In September, herpetologist and wilderness paramedic Jordan Benjamin '14 launched the Asclepius Snakebite Foundation (ASF) to reduce the death and disability caused by venomous snakebites.
"We will be traveling into the field to treat snakebite patients, establish clinics, train local providers, conduct clinical research and implement public health education initiatives where the need is greatest," said Benjamin, ASF's founder and executive director.
Venomous snakebites are one of the most devastating health threats in developing countries around the world - on the same level of magnitude as malaria and typhoid. The World Health Organization conservatively estimates more than 130,000 people die each year and another 400,000 are permanently maimed as a result of being bitten by venomous snakes.
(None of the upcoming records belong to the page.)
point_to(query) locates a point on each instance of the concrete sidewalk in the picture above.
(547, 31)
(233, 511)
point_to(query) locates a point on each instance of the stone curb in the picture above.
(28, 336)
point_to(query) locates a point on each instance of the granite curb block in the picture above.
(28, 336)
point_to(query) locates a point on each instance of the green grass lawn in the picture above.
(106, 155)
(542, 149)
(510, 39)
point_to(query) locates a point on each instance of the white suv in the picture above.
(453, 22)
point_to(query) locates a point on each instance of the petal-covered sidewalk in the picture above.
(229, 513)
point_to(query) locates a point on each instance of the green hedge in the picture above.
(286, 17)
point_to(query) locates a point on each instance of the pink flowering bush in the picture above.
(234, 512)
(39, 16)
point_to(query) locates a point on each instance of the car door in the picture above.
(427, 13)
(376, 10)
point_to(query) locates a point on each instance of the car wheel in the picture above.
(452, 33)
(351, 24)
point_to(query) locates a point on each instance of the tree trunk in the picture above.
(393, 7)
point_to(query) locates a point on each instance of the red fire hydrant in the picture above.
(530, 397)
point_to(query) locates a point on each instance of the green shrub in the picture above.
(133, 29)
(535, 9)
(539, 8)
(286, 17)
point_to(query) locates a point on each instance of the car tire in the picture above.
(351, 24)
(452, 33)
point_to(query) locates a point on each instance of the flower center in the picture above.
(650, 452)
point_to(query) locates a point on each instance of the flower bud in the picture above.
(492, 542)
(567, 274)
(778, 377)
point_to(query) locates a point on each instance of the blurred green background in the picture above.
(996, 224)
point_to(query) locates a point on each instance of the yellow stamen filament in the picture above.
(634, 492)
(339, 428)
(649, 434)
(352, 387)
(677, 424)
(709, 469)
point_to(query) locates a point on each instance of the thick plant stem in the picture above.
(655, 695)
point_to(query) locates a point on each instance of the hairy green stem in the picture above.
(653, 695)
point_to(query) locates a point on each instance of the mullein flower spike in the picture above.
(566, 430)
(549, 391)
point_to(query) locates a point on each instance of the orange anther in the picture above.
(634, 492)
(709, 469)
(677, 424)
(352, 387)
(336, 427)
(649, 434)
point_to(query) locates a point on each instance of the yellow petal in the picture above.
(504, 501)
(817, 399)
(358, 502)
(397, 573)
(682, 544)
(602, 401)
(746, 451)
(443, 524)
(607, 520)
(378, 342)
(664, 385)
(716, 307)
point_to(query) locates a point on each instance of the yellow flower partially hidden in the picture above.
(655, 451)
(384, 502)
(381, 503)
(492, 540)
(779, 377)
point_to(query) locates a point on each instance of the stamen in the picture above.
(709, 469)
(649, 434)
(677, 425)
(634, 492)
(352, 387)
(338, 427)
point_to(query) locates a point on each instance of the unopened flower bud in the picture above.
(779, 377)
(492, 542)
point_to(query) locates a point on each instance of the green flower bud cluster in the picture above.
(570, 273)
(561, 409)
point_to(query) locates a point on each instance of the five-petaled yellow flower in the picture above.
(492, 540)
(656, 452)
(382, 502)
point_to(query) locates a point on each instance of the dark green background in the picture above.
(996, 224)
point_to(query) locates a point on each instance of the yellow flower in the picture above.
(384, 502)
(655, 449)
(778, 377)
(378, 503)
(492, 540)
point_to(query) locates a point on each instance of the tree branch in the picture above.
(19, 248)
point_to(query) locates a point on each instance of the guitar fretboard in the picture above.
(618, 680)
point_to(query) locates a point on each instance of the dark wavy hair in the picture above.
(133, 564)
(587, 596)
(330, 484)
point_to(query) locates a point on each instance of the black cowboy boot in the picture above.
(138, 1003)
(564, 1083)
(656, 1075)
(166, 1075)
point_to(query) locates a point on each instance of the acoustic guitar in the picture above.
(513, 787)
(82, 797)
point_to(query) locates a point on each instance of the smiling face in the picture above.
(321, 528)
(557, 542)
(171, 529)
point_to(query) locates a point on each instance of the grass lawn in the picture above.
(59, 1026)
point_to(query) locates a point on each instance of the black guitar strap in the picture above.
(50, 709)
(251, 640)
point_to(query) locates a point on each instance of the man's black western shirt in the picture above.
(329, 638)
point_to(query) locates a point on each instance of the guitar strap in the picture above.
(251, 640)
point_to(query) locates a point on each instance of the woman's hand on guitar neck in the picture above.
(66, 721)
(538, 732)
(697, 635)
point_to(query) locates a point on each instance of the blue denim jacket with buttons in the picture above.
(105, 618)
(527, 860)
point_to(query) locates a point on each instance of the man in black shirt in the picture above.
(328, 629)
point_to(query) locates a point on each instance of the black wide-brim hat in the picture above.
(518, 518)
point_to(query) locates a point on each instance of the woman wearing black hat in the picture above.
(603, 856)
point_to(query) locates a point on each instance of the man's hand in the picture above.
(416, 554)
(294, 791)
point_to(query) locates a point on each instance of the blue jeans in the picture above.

Ample supplies of effective antivenom - costing just $100 per vial - could take a big bite out of those numbers. Unfortunately, antivenom is prohibitively expensive for most villagers and in short supply, especially in sub-Saharan African countries where the medicine is needed most. In the early 2000s antivenom production for the sub-continent had fallen to only 20,000 vials per year to treat over 300,000 lethal snakebites, and many of these patients require two to four doses or more to neutralize the venom.
"What we really need are 500,000 - and up to 2 million vials - of antivenom, which we don't currently have," Benjamin said during a 2013 TEDx talk. Benjamin estimates less than 10 percent of patients will receive life-saving antivenom treatment when they need it.
ASF has assembled a team of international experts - including Whitman's resident snake specialist, Associate Professor of Biology Kate Jackson - in the fields of snakebite research, medical toxicology, herpetology and public health education, as well as several organizations that have committed to build stocks of medications, equipment and supplies.
Inosan Biopharma, an independent antivenom producer, has pledged to provide a new generation of field-stable antivenoms for sub-Saharan Africa. This groundbreaking product can be stored at room temperature, counteract poisons contained in the venom of different species of snakes and be given directly in poorly equipped rural areas, where 95 percent of snakebites occur.
ASF is preparing to deploy a team of researchers to Guinea in west Africa to establish a dedicated snakebite center and launch the first multidisciplinary, prospective study of neurotoxic snakebites on the continent. Primary goals of the Guinea study are to identify some of the factors responsible for the high case fatality rate that has been observed in patients and to identify novel strategies for improving the clinical management of these patients in the field.
"The great thing about treating snakebites is that seemingly up until the last few minutes before death, patients can improve - and improve dramatically. Basic treatment, a few vials of antivenom and proper medicine can make the difference between life and death," Benjamin said.